Perkembangan hukum terbaru menunjukkan bahwa salah satu influencer didakwa karena dugaan pencucian uang, selama periode dari November 2020 hingga Agustus 2023, melalui beberapa rekening di ZhongAn Bank, Mox Bank, Lihui Bank, dan Huili Bank, dengan total transaksi melebihi 1880 juta HKD. Kompleksitas aliran dana dan skala jumlah ini mencerminkan tingkat keparahan kasus penipuan tersebut.

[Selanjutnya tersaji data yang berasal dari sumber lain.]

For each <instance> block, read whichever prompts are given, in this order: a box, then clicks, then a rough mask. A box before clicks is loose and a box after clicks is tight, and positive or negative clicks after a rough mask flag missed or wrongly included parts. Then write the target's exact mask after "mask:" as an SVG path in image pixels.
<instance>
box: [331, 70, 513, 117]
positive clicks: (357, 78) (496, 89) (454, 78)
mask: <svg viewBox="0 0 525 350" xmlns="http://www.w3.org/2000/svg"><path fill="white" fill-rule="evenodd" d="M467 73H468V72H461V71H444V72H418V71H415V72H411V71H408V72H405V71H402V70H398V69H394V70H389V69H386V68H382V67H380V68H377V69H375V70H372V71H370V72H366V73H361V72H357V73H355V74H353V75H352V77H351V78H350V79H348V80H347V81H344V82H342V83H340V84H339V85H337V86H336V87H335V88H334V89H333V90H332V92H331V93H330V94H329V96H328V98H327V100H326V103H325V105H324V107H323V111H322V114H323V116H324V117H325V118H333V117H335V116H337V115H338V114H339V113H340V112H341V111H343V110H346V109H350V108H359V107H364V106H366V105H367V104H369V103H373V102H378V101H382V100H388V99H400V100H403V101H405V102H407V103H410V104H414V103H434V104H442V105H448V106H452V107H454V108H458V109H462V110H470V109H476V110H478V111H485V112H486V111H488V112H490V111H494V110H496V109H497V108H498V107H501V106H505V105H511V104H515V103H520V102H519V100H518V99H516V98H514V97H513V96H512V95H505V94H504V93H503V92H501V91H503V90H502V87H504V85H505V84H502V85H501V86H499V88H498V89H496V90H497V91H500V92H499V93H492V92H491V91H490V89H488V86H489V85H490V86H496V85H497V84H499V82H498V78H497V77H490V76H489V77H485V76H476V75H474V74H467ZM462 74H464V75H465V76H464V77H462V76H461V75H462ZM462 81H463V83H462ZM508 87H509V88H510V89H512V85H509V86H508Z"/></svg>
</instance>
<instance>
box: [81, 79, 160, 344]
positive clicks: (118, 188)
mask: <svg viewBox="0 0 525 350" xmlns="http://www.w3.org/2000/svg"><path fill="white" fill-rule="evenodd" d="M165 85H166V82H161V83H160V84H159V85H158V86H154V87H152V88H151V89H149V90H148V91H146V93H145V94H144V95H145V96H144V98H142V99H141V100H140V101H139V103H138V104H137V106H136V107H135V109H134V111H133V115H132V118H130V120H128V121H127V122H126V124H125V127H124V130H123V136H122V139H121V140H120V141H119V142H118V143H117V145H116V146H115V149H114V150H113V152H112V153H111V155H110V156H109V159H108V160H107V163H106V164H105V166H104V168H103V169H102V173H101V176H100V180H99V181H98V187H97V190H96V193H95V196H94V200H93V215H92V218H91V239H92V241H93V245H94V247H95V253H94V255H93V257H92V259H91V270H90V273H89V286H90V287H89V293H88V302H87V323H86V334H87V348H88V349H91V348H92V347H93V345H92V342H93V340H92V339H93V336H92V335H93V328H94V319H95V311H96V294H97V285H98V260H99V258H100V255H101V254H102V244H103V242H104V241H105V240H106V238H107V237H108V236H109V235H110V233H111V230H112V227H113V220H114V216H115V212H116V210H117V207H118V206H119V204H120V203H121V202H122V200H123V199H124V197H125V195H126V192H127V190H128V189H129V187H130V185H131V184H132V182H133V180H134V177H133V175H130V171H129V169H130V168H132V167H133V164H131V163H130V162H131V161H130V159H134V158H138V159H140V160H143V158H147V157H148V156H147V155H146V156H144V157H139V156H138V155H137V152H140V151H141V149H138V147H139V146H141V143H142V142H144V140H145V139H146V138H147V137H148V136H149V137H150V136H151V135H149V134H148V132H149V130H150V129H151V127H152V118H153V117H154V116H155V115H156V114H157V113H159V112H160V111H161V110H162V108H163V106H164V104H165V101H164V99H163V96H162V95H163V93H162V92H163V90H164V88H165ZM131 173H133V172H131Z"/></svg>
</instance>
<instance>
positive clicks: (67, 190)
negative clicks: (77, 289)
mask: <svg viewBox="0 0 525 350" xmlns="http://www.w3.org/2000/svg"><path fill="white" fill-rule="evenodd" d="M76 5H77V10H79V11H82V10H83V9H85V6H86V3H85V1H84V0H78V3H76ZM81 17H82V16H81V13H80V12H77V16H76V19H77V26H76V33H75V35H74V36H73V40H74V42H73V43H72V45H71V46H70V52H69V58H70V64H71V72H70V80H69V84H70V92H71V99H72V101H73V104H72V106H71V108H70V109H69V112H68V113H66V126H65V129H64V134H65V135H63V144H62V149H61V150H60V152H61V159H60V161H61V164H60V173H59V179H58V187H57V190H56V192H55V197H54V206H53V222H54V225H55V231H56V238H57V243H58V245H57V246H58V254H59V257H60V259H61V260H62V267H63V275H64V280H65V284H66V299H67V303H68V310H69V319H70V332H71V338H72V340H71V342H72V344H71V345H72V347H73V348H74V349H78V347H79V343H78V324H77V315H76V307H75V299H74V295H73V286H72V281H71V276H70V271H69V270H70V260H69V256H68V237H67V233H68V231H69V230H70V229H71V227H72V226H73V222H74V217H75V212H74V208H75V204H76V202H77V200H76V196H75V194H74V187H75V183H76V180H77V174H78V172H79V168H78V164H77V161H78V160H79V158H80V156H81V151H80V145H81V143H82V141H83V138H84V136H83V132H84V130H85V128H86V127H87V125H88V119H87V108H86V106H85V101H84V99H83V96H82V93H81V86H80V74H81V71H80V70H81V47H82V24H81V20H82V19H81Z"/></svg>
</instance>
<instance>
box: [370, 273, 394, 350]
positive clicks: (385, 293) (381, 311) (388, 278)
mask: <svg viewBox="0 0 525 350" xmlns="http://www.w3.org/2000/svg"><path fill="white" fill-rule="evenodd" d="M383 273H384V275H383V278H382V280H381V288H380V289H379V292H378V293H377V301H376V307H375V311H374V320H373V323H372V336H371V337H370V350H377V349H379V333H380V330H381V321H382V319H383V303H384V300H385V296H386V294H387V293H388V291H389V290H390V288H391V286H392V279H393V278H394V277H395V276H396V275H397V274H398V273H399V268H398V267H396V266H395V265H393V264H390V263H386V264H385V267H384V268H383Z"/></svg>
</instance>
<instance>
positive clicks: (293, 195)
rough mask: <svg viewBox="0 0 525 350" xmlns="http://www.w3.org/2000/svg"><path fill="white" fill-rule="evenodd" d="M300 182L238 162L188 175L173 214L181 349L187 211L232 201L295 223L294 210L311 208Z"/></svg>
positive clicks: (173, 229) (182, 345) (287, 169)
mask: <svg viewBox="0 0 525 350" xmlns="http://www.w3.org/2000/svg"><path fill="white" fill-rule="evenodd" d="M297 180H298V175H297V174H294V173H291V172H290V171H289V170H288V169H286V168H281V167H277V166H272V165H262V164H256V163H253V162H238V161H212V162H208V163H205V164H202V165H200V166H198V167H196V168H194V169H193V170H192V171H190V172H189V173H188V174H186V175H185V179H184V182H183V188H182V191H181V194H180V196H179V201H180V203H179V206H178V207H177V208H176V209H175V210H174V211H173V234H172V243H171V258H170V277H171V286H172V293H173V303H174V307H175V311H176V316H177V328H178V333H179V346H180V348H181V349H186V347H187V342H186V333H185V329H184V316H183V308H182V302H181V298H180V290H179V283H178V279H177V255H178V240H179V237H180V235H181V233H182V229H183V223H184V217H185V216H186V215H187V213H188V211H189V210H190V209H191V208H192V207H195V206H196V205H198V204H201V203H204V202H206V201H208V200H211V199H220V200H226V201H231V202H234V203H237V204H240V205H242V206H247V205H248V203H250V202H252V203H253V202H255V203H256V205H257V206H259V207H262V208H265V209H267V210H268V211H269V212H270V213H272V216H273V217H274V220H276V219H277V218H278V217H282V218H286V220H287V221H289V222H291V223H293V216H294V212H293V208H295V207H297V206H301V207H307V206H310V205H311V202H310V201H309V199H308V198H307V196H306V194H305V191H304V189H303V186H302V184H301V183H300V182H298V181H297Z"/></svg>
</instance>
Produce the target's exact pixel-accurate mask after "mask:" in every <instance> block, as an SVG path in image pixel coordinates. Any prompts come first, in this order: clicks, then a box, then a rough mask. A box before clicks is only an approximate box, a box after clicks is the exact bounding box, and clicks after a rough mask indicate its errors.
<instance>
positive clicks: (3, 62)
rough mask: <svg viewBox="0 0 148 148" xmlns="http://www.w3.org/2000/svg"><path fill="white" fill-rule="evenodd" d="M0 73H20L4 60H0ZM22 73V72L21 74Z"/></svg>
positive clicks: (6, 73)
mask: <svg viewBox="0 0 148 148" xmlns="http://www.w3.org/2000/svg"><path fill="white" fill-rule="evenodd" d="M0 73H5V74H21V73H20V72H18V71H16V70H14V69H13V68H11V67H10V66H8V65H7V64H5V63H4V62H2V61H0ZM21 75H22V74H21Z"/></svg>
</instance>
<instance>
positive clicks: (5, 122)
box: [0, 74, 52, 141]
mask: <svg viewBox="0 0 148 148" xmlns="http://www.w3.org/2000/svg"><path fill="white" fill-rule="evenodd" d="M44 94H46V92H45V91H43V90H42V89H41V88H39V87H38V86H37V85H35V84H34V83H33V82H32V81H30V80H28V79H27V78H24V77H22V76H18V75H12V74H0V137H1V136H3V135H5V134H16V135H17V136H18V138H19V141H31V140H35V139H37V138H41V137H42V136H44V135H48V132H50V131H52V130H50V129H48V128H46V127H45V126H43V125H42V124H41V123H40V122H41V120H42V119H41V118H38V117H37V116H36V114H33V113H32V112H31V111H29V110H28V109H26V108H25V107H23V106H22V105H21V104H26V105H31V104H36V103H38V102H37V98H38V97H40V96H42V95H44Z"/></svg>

Kasus ini memberi peringatan keras kepada investor cryptocurrency — platform perdagangan yang tidak memiliki lisensi resmi sangat berisiko, dan endorsement selebriti tidak sama dengan jaminan keamanan. Investasi aset virtual harus dilakukan di platform yang diakui dan diawasi secara regulasi, serta berhati-hati dalam mengenali proyek yang dipromosikan melalui efek selebriti atau influencer. Bursa yang patuh dan transparan adalah garis pertahanan pertama untuk melindungi aset.